Jonghyun Bae

M.S./Ph.D. student, Sungkyunkwan University

Jonghyun Bae is a M.S./Ph.D. student in the Department of Electrical and Computer Engineering, Sungkyunkwan University (SKKU), Korea. He’s an author of RIGHT (R Interactive Graphics via HTml), an R package for interactive data visualization based on HTML canvas and JavaScript, which was sponsored by Google Summer of Code (GSoC) in 2014. He received his B.S. degree in Semiconductor Systems Engineering from SKKU in 2015. His research interests include parallel processing and cloud computing.

SESSIONS

ggplot2.SparkR: Rebooting ggplot2 for Scalable Big Data Visualization

ggplot2 is one of the most popular data visualization packages for R, which makes it easy to produce high-quality graphs using data represented in R data.frame. However, ggplot2 is not suitable for big data visualization for the following reasons. First, the maximum data size it can handle is limited by the physical memory size since R Virtual Machine (RVM) attempts to keep the entire data.frame in memory.

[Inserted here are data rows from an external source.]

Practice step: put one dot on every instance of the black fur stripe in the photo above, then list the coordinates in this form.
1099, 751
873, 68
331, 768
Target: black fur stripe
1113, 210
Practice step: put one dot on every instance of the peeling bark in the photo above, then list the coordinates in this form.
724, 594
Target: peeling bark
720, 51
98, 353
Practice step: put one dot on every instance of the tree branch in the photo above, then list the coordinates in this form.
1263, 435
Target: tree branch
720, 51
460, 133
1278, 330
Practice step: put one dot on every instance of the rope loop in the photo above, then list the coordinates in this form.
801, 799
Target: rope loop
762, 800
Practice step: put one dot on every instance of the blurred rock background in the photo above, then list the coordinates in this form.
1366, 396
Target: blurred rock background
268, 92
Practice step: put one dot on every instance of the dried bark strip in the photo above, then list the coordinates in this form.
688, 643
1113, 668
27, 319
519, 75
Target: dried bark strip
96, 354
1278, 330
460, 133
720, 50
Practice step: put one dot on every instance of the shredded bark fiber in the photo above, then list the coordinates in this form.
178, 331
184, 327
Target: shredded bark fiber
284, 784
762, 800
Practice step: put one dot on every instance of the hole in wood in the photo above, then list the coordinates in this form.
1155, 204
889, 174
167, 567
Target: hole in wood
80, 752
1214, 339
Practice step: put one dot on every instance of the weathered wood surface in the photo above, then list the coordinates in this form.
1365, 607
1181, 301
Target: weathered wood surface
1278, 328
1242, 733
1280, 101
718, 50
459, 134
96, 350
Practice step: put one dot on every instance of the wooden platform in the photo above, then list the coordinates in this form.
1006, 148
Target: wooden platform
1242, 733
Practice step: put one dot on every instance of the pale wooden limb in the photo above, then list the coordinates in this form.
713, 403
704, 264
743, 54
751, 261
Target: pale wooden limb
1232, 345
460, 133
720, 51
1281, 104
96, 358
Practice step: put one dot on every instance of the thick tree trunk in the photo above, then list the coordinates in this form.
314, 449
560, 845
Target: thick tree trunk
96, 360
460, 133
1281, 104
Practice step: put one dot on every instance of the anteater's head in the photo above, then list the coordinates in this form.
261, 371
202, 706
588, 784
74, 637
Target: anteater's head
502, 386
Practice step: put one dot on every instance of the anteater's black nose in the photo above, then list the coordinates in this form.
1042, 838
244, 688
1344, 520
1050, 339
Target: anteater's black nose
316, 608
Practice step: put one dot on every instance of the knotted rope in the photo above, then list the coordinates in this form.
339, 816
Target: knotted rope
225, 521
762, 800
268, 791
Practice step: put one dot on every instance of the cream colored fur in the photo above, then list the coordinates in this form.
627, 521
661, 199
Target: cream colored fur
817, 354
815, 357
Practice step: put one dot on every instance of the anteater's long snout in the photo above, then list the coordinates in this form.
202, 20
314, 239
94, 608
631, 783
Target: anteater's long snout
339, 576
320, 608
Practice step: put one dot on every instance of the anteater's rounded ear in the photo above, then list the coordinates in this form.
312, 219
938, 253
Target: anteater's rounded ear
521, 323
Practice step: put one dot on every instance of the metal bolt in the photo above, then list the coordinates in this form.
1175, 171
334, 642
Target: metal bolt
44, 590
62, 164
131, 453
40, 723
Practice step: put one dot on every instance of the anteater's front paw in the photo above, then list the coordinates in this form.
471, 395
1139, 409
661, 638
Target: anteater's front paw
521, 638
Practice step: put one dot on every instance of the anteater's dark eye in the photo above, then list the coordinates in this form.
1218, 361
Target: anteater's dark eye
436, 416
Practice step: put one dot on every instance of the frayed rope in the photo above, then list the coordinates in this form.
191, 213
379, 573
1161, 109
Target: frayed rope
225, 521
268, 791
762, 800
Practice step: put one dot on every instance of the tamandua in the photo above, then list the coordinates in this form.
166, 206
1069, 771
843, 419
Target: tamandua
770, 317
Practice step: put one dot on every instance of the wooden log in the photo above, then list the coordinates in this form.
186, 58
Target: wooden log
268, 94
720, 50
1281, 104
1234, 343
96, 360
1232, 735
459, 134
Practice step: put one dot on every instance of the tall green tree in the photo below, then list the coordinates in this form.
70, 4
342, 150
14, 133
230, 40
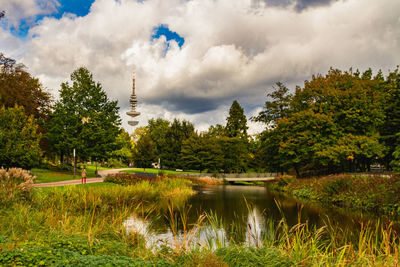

Second, even if the data set fits in memory, it often takes a long time to import it from a file, partly due to the overhead of format conversion. Finally, ggplot2 does not effectively utilize abundant computing resources offered by today's parallel/distributed machines as the package itself is not parallelized. In this presentation, we introduce ggplot2.SparkR, an R package for scalable visualization of big data represented in Spark DataFrame. ggplot2.SparkR is an extension to the original ggplot2 package and can seamlessly handle both R data.frame and Spark DataFrame with no modifications to the original API. When invoked, a plot function in ggplot2.SparkR first checks the type of input data. If the input type is Spark DataFrame, heavyweight data processing stages are offloaded to the Spark backend using the SparkR API, and the final results will be collected and coerced into an R data.frame. Otherwise, the input data will go through the original data processing path of ggplot2 on RVM. Finally, a common backend stage for plotting will draw the graph to preserve the same look-and-feel for both cases. ggplot2.SparkR requires no additional training for existing R users who are already familiar with ggplot2 and allows them to benefit from powerful distributed processing capabilities of Spark for efficient visualization of big data. To demonstrate this we plan to show a demo with a detailed comparison between ggplot2 and ggplot2.SparkR graphics.